Theatre of Tragedy se atrevió a salir por un momento de esos sonidos oscuros que tanto los habían caracterizado para sumergirse en una atmósfera poco explorada por ellos, dándonos a entender que podían ir y venir por distintos estilos sin necesidad de perder su esencia. Si con Aégis lograron entrar en la escena musical con bombo y platillo, Musique los catapultó al estrellato por atreverse a innovar y reinventarse, pues desde los arreglos hasta las letras era algo que pocas veces había sido apreciado en grupos góticos, oscuros, con estilos bien definidos.


Musique logró entender el contexto histórico que se estaba viviendo y supo aprovechar esa euforia para crear conceptos donde la máquina es la protagonista, la dominante en un mundo cada vez más dependiente de la tecnología. La computadora que habla y piensa por sí sola, que le da valor a las palabras porque han sido creadas por un programa que no se equivoca; estos elementos fueron los pretextos ideales para crear un álbum conceptual donde lo que importa no es el sentimiento humano sino esa dependencia a lo que admiramos.

“Machine”, City of light”, “Radio”, “Space age” fueron sólo algunas de las creaciones que dieron nombre al disco y que por sí solas le dieron personalidad, pues si anteriormente se hablaba del tormento humano como mecanismo de expulsión de ideas, las temáticas actuales hacían referencia a la hidra de mil cabezas que cada vez se reproduce más. “Musique”, canción que le daría nombre al disco, es un diálogo directo entre la computadora que hace los sonidos y las personas quienes buscan su lugar en un mundo digitalizado. Los samples bien utilizado dan ese toque electrónico sin dejar de ser ellos mismos. Las voces, en algunas ocasiones, imitan a una máquina tratando de escapar de ese control humano mientras que Liv Kristine busca comprender esa desesperación personal por saberse perdidos en un mundo cambiante.

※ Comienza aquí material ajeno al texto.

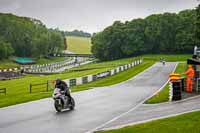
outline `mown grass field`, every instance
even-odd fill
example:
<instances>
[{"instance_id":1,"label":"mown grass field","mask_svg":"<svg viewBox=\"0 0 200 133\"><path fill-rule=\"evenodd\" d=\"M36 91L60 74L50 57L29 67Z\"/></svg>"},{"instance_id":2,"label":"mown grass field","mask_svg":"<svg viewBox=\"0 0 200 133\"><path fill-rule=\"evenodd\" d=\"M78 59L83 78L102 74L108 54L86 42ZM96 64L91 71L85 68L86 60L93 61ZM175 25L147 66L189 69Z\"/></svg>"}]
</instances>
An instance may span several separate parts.
<instances>
[{"instance_id":1,"label":"mown grass field","mask_svg":"<svg viewBox=\"0 0 200 133\"><path fill-rule=\"evenodd\" d=\"M51 58L48 58L48 59L47 58L41 58L41 59L36 60L36 64L48 64L48 63L53 63L53 62L69 60L69 59L70 59L69 57L51 57ZM13 67L19 67L19 66L20 66L19 64L13 62L11 59L0 61L0 69L13 68Z\"/></svg>"},{"instance_id":2,"label":"mown grass field","mask_svg":"<svg viewBox=\"0 0 200 133\"><path fill-rule=\"evenodd\" d=\"M67 36L67 50L77 54L91 54L91 39L86 37Z\"/></svg>"},{"instance_id":3,"label":"mown grass field","mask_svg":"<svg viewBox=\"0 0 200 133\"><path fill-rule=\"evenodd\" d=\"M137 58L126 58L126 59L121 59L121 60L115 60L115 61L110 61L110 62L99 62L99 63L92 63L92 64L87 64L85 66L80 66L77 68L74 68L68 72L64 72L61 74L53 74L53 75L47 75L47 76L38 76L38 75L28 75L24 78L20 79L13 79L13 80L7 80L7 81L0 81L0 88L7 88L7 95L4 96L3 94L0 94L0 107L5 107L8 105L14 105L17 103L22 103L22 102L27 102L27 101L32 101L32 100L37 100L45 97L51 96L51 92L48 93L29 93L29 86L31 84L40 84L40 83L46 83L47 80L54 80L55 78L61 78L61 79L69 79L69 78L75 78L75 77L82 77L90 74L95 74L107 70L111 70L118 65L123 65L123 64L128 64L135 60ZM148 61L151 62L151 61ZM138 73L145 69L146 67L149 67L153 63L147 63L144 62L143 64L140 65L141 69L138 67L134 68L134 73ZM144 65L144 67L143 67ZM138 70L137 70L138 69ZM127 75L128 73L126 73ZM117 76L117 75L116 75ZM80 90L85 90L88 89L89 86L98 86L98 85L107 85L107 81L112 81L110 82L111 84L118 83L121 81L124 81L131 76L122 76L116 78L116 76L109 77L107 80L104 82L102 81L96 81L96 83L84 85L84 86L77 86L74 89L72 88L72 91L80 91ZM120 74L119 74L120 76ZM38 90L33 90L33 92L38 92L38 91L45 91L46 86L40 87Z\"/></svg>"},{"instance_id":4,"label":"mown grass field","mask_svg":"<svg viewBox=\"0 0 200 133\"><path fill-rule=\"evenodd\" d=\"M98 133L200 133L200 111Z\"/></svg>"},{"instance_id":5,"label":"mown grass field","mask_svg":"<svg viewBox=\"0 0 200 133\"><path fill-rule=\"evenodd\" d=\"M175 73L182 74L187 69L186 62L179 63ZM185 75L183 75L185 76ZM167 84L160 92L158 92L156 95L148 99L145 103L146 104L155 104L155 103L162 103L169 101L169 84Z\"/></svg>"},{"instance_id":6,"label":"mown grass field","mask_svg":"<svg viewBox=\"0 0 200 133\"><path fill-rule=\"evenodd\" d=\"M148 56L146 55L143 56L145 62L139 66L136 66L132 69L124 71L115 76L97 80L95 82L91 82L88 84L75 86L72 88L72 91L82 91L82 90L91 89L92 87L112 85L112 84L125 81L133 77L134 75L138 74L139 72L145 70L149 66L151 66L155 61L157 61L155 60L155 58L159 60L158 57L160 57L160 55L148 55ZM172 60L172 59L175 60L177 56L174 55L174 56L169 56L169 57L165 56L165 57L167 60ZM96 74L99 72L111 70L119 65L128 64L138 58L141 58L141 56L125 58L125 59L120 59L120 60L115 60L115 61L95 62L95 63L73 68L70 71L66 71L60 74L53 74L53 75L46 75L46 76L27 75L19 79L0 81L0 88L4 88L4 87L7 88L7 96L0 94L0 107L5 107L9 105L14 105L18 103L28 102L28 101L37 100L37 99L51 96L51 92L47 92L47 93L40 92L40 93L30 94L29 93L30 83L40 84L40 83L46 83L47 80L54 80L55 78L70 79L70 78L82 77L82 76L86 76L90 74ZM185 55L179 55L179 59L180 58L183 60L186 57ZM33 92L45 91L45 88L46 86L43 86L43 87L40 87L38 90L34 89Z\"/></svg>"}]
</instances>

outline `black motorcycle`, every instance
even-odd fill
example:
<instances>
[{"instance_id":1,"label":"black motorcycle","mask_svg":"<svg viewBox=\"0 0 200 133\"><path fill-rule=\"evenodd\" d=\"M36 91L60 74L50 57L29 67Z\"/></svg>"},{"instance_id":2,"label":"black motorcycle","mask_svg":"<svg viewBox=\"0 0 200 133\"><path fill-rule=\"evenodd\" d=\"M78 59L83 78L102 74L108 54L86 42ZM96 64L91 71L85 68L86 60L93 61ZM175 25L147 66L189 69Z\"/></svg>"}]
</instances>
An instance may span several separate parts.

Sin lugar a dudas Musique colocó a Theatre of Tragedy en un panorama general, pues el simple hecho de atreverse a cambiar de estilo los posicionó como una banda atrevida, diferente a sus colegas. Desgraciadamente problemas internos provocaron la salida de Liv Kristine quien pronto volvería a las andadas con Leaves Eyes, sin embargo el disco sigue presente, se volvió anacrónico y la banda está más viva que nunca. Tenemos Theatre of Tragedy para mucho tiempo, por lo menos en sus discos.